Ils arrivèrent au sommet d’une colline, près de vestiges dessinant l’entrée de catacombes oubliées. La plaine s’étendait à perte de vue. Pourtant, Cassius n’avait relevé aucune empreinte signalant la présence de quelque animal que ce soit. Ils stoppèrent un instant, avec pour seul murmure celui du vent dans les feuilles.
- Qu’est-ce que nous chassons ? demanda Cassius, les yeux plongé sur la plaine.
- C’est un animal un peu particulier, dit le chef dans son dos. Grand, et dangereux pour nos familles.
Il fit une légère pause.
- Aujourd’hui, nous chassons l’orc.
- Piégé ! vociféra Jared, mi-amusé, mi-inquiet.
Cassius fit volte-face. Une demi-douzaine de chasseurs le tenaient en joue, armes aux poings. Le temps qu’il atteigne sa hache, le jeune orc serait criblé de flèches.
- Demande-moi, lui souffla Jared, cynique. Demande-moi de l’aide. Sinon, je ne ferai rien.
Cassius n’envisageait pas d’autre alternative.
- Aide-moi… implora-t-il tout bas.
Le sourire de Jared se fit carnassier. Il ramassa une branche et brisa violemment la jambe d’un des chasseurs. Le coup fut si brutal que celui-ci se courba et décocha sa flèche dans le pied de son voisin. Ils hurlèrent de douleur. Cassius profita de la confusion pour saisir son coutelas à la ceinture. Le quatrième, voyant ses compagnons mal en point, leva son épée et chargea. L’orc lança son couteau de chasse si fort qu’il lui transperça le cœur et forma un ergot dans son dos. Puis il se mit à courir.
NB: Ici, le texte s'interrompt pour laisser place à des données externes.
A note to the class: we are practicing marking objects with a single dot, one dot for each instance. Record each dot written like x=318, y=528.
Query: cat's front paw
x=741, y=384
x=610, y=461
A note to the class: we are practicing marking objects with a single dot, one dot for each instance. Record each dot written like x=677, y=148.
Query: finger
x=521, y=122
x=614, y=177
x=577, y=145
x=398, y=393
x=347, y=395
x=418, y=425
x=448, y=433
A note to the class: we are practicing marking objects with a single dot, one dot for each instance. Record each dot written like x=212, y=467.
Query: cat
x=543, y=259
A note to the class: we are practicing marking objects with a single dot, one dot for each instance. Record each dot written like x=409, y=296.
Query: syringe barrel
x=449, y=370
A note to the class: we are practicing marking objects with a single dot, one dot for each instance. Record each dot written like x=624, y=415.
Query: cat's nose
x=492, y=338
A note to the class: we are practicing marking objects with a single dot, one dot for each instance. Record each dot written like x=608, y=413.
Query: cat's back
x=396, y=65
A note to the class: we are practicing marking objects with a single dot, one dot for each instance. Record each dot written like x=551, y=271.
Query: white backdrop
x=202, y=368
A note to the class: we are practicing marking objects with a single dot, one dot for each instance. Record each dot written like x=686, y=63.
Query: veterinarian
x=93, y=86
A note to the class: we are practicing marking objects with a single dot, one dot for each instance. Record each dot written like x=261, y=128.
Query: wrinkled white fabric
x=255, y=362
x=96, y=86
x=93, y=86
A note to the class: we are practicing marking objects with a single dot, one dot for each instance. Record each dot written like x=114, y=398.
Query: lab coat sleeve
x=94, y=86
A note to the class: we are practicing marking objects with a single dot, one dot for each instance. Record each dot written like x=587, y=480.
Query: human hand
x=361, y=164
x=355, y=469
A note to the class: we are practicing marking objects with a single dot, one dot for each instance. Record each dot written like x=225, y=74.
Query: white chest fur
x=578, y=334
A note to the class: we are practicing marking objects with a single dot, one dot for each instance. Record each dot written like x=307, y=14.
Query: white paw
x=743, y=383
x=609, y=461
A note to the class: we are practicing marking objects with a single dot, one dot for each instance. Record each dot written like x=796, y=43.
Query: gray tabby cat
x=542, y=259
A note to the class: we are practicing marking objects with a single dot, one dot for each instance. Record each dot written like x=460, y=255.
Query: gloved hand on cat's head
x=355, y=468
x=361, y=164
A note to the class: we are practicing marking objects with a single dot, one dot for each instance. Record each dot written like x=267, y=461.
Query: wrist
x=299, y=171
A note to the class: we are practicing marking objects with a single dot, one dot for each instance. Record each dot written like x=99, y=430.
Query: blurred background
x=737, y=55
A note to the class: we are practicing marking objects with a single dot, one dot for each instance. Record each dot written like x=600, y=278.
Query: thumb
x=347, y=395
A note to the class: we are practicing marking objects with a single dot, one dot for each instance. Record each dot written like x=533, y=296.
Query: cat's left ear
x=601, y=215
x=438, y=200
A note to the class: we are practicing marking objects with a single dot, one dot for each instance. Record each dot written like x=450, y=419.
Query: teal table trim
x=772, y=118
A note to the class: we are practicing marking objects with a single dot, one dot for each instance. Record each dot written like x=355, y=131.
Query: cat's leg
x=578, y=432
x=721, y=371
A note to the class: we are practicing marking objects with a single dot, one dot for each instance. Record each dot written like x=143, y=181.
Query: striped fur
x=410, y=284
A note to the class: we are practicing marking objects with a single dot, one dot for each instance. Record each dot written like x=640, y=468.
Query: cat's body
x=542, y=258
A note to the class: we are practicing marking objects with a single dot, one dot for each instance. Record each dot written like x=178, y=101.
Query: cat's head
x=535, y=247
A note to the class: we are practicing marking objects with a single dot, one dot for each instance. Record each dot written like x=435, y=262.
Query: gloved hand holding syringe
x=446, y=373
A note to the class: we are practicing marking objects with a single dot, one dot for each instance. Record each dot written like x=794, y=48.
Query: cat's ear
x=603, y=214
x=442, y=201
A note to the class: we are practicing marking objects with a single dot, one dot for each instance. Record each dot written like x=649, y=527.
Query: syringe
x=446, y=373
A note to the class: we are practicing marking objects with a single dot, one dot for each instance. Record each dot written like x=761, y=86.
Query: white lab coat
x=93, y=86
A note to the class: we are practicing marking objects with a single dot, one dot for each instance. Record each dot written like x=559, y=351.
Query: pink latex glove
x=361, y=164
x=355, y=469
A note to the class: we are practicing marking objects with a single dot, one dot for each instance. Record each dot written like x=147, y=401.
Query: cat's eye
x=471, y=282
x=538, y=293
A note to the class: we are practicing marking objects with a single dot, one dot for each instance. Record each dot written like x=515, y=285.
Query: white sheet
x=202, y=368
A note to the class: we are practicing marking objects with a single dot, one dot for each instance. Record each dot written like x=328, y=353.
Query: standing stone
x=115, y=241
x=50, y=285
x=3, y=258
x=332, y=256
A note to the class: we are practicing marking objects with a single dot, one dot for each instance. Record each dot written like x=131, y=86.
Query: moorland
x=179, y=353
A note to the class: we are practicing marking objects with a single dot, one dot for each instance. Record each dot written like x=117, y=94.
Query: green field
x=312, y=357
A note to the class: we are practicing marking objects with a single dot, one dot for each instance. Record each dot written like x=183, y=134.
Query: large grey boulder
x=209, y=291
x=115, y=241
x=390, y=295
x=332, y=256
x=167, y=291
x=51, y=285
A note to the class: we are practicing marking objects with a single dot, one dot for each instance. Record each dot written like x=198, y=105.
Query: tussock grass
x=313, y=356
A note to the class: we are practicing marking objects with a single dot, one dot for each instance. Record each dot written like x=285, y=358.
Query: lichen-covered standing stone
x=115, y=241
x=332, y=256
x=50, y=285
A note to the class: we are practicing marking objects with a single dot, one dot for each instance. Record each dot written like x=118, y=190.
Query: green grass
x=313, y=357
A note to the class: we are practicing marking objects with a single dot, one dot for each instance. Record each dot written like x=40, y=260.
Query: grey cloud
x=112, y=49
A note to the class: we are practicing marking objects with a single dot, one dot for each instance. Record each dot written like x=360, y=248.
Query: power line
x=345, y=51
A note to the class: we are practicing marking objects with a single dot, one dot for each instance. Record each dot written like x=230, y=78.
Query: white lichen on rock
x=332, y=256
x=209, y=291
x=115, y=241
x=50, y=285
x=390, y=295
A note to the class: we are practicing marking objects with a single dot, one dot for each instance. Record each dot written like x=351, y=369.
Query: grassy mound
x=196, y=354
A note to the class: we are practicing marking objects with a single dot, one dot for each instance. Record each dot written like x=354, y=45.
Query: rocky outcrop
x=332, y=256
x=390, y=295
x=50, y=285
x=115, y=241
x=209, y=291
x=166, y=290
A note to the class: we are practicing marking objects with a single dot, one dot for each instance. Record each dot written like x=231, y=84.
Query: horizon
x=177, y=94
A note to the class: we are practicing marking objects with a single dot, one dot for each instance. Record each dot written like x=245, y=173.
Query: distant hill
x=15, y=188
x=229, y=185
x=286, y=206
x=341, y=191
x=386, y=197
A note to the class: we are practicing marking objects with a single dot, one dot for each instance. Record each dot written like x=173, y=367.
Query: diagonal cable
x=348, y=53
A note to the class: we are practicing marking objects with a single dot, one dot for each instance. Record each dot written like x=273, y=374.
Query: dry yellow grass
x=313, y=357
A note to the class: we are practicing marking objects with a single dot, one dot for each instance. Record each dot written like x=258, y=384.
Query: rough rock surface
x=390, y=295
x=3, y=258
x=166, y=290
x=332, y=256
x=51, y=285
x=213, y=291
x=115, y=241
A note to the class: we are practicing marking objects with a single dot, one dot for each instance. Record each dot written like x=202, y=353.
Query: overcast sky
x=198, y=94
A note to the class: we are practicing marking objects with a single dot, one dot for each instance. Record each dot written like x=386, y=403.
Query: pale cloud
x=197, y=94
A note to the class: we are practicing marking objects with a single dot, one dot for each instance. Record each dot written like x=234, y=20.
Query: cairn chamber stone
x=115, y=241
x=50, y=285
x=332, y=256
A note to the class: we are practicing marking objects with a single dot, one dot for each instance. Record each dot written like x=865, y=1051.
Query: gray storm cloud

La traque dura des heures. Les trois chasseurs valides le pistèrent dans la plaine, les hautes herbes, à travers la rivière, jusque dans la passe de la Mort. Cassius interrompit la course de l’un d’eux en tendant fil de pêche entre deux arbres, lui arrachant presque la tête. Un autre piétina la queue d’un basilic et termina en hors-d'œuvre.

La battue les conduit en haut d’une falaise. Acculé contre le vide, Cassius dut se résoudre à lutter pour sa vie. Le chasseur et sa proie se saisirent mutuellement, frappèrent, mordirent la poussière. Ils combattirent longtemps, jusqu’à ce que le jeune orc attrape l’homme à la gorge. Il le souleva, à bout de bras et à bout de forces, au-dessus du précipice.

On dit qu’à l’approche de la mort, les paroles d’un homme font office de vérité. Le dernier chasseur eut tôt fait de le constater.
- Lâche-moi…
- Accordé.
Et il libéra son emprise.

Cassius demeura là un long moment, face au vide et au silence. Le soleil se couchait derrière les montagnes, emportant avec lui les derniers souffles du jour. Quelque part au sud, une ville bourdonnait d’habitants pressés d’aller se coucher. Cassius ramassa sa hache et se remit en route.